Of course; there is a fancy and easy way.
A fancy way, which I will describe below. First a simple way: take by value.
template <typename... Args> struct foo<std::tuple<Args...>> { std::tuple<Args...> t; foo(Args... args): t{std::forward<Args>(args)...} { } };
Really, just do it. Forward is used to work correctly if Args contains a link.
Taking by value adds one step over perfect forwarding, but reduces the need for congestion exponentially.
This is a fancy way.

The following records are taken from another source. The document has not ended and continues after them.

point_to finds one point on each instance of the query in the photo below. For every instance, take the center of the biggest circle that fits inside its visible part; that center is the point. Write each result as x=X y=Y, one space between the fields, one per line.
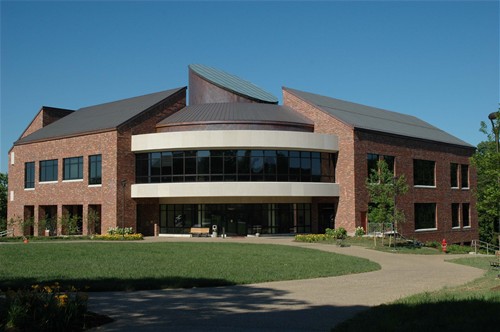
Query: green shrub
x=331 y=233
x=338 y=233
x=458 y=249
x=359 y=232
x=310 y=237
x=341 y=233
x=120 y=230
x=44 y=308
x=433 y=244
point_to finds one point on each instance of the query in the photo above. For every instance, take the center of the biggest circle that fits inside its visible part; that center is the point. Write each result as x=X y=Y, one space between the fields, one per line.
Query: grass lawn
x=137 y=265
x=402 y=247
x=474 y=306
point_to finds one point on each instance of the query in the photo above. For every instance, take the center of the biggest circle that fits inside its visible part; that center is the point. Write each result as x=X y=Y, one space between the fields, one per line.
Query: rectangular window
x=29 y=175
x=95 y=164
x=454 y=175
x=465 y=215
x=389 y=160
x=464 y=176
x=73 y=168
x=423 y=172
x=425 y=216
x=455 y=215
x=48 y=170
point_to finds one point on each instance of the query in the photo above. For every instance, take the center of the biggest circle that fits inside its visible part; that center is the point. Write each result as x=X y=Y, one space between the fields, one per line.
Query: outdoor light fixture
x=124 y=184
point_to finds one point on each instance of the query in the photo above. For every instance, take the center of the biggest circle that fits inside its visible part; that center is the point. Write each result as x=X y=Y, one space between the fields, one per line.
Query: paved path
x=298 y=305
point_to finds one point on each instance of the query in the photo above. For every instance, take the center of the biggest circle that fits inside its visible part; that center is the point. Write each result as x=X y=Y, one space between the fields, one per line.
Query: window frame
x=95 y=170
x=46 y=167
x=421 y=177
x=433 y=212
x=464 y=175
x=454 y=177
x=69 y=166
x=465 y=214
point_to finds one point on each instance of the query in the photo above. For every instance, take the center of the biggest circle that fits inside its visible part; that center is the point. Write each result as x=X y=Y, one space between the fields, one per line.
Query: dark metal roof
x=99 y=117
x=236 y=113
x=233 y=83
x=376 y=119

We print the erase design:
template<class T> struct make_it { using maker=T(*)(void*); maker f; void* args; // make from move make_it( T&& t ): f([](void* pvoid)->T{ return std::move(*static_cast<T*>(pvoid)); }), args(std::addressof(t)) {} // make from copy make_it( T const& t ): f([](void* pvoid)->T{ return *(T const*)(pvoid); }), args(std::addressof(t)) {} operator T()&&{return std::move(*this)();} T operator()()&&{ return f(args); } };
This type erases the design by copying or moving.
template <typename... Args> struct foo<std::tuple<Args...>> { std::tuple<Args...> t; foo(make_it<Args>... args): t{std::move(args)()...} { } };
It is not completely transparent, but it is as close as possible.
Double {{}} is required instead of single. This is a custom conversion, so no other will be done. We could add a universal ctor: '
// make from universal template<class U> make_it( U&& u ): f([](void* pvoid)->T{ return std::forward<U>(*(U*)(pvoid)); }), args(std::addressof(u)) {}
which works better if we add sfinae teat that U&& can be used to implicitly build T
This has several advantages, but they are marginal, only taking on meaning. For example, in C ++ 17, immovable types can be ideally developed in some cases.